If I want to go for a challenge, I will probably, at the end of the day, stand in front of men. I don't know if they are prepared for a woman to be a coach. I know I'm prepared. But for now, I'm perfectly fine to be around successful women.
Pia Sundhage on considering the future challenge of coaching a men's soccer team

Pia's philosophy of open communication has extended past her players to her coaching staff, fans and the media. Although she often jokes of her struggles to express herself properly in her non-native tongue -- in April, she hired assistant coach Tony Gustafsson away from Sweden as much for his ability to communicate in Swedish as for his defensive mind -- Sundhage meets every interview with openness, candor, positivity and humor. Wanting to share her enthusiasm with her team and its fans, Sundhage often chooses to sing her thoughts because she says she's better able to express herself in song than in spoken English.

She began her first team meeting five years ago by crooning a few lines of Bob Dylan's "The Times They Are A-Changin.'" Last week, she announced she was stepping down to the tune of another Dylan song, this time, "If Not for You." She says she hasn't chosen a song for her final performance Wednesday night. Instead, it will be impromptu and from the heart.

"It's bittersweet," Sundhage said. "I've been gone for so long and I want to go home. But I will miss this team. I am a much better coach than I was five years ago. These players have made me a better coach."

Her current players say she has done the same for them.

"She brought European-style soccer to the U.S.," said Alex Morgan, who made her first national team start under Sundhage's tutelage. "We always had that USA mentality where we wanna be the strongest, fittest, fastest. But she brought more technicality to our team and we appreciate her for that. She always brought out the best in us and taught us to have fun, to always think about the positives first. She instilled that in us, so I hope we continue it."

Shannon Boxx, who has been a member of the national team since 2003, said Sundhage continually helped her to renew her fire for the game. "As I've gotten older, she's said, 'You have to have passion to want to continue to play,' and she's given me the confidence to be who I am," Boxx said. "There was a time when she said, 'I'm going to give you a different role, so you can grow as a player,' and I did. Then she realized my strengths are being a defensive midfielder and let me go back to that [position] and succeed. The confidence she had in me to try different things helped me to grow as a player."

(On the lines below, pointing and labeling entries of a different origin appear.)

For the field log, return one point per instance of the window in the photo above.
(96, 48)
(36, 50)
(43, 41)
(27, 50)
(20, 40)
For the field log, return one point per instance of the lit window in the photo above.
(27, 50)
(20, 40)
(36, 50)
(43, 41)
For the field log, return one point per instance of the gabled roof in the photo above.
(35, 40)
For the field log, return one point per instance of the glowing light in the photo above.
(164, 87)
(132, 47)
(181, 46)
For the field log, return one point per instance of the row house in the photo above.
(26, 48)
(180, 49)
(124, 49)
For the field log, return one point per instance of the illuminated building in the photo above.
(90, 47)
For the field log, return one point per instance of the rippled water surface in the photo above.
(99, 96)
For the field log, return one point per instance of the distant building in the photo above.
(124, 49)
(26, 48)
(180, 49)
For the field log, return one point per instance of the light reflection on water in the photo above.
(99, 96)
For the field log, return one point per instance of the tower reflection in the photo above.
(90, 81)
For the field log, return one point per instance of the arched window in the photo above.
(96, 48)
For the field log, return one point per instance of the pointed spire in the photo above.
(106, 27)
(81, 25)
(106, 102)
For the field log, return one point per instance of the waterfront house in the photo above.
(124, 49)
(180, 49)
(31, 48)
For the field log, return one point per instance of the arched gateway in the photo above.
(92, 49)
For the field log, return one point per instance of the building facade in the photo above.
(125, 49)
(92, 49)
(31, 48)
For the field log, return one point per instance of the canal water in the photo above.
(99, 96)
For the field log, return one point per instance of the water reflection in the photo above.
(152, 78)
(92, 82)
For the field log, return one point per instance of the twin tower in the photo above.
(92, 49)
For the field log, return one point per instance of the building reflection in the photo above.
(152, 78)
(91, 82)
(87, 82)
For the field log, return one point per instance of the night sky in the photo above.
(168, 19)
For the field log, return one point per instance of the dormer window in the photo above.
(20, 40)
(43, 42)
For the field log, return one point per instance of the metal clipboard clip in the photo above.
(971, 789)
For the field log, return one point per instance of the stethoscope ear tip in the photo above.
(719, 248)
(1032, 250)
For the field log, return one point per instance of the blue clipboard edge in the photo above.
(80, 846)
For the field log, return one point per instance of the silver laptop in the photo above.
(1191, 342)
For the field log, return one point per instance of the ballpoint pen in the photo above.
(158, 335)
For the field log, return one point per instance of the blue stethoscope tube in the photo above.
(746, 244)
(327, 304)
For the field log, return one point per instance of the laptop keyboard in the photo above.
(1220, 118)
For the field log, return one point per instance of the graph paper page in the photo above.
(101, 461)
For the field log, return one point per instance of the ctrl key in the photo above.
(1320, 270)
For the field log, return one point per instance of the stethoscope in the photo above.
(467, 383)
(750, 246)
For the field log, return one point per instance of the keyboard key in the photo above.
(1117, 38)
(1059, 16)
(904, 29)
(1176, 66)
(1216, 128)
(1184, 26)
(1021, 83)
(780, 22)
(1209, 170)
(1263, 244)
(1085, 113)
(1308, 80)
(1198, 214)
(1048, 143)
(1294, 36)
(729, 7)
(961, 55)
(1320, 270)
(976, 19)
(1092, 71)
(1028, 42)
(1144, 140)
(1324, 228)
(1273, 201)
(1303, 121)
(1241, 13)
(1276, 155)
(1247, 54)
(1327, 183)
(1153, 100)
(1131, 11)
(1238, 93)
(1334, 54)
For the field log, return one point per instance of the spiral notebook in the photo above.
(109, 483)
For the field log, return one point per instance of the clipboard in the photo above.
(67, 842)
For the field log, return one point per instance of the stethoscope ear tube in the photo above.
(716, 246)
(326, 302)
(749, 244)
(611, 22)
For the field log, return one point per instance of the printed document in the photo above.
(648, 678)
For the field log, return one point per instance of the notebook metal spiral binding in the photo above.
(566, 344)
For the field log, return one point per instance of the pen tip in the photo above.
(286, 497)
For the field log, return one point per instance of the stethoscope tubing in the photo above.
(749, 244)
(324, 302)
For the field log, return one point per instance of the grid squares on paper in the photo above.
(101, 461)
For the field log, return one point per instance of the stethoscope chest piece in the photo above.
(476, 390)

Now Sundhage, who won two Olympic gold medals with the U.S., wants to continue to grow as a coach, starting with the Swedish women's national team on Dec. 1. After that, she says she would consider an even greater challenge: coaching men. "If I go into a locker room where it's only women's soccer, I have the status," Sundhage said. "If I go into a locker room with men, I don't have the same status. I have to earn it. If I want to go for a challenge, I will probably, at the end of the day, stand in front of men. I don't know if they are prepared for a woman to be a coach. I know I'm prepared. But for now, I'm perfectly fine to be around successful women."

No matter where she goes, Sundhage said, she will carry the lessons she has learned from her former players with her. And those players say they wish her all the luck in the world. Well, to a point.

"I'm sad she's going to coach another team," said forward Abby Wambach, whom Sundhage has often called a special player and role model. "She's a fantastic coach. We hope she gets the best second-places from here on out."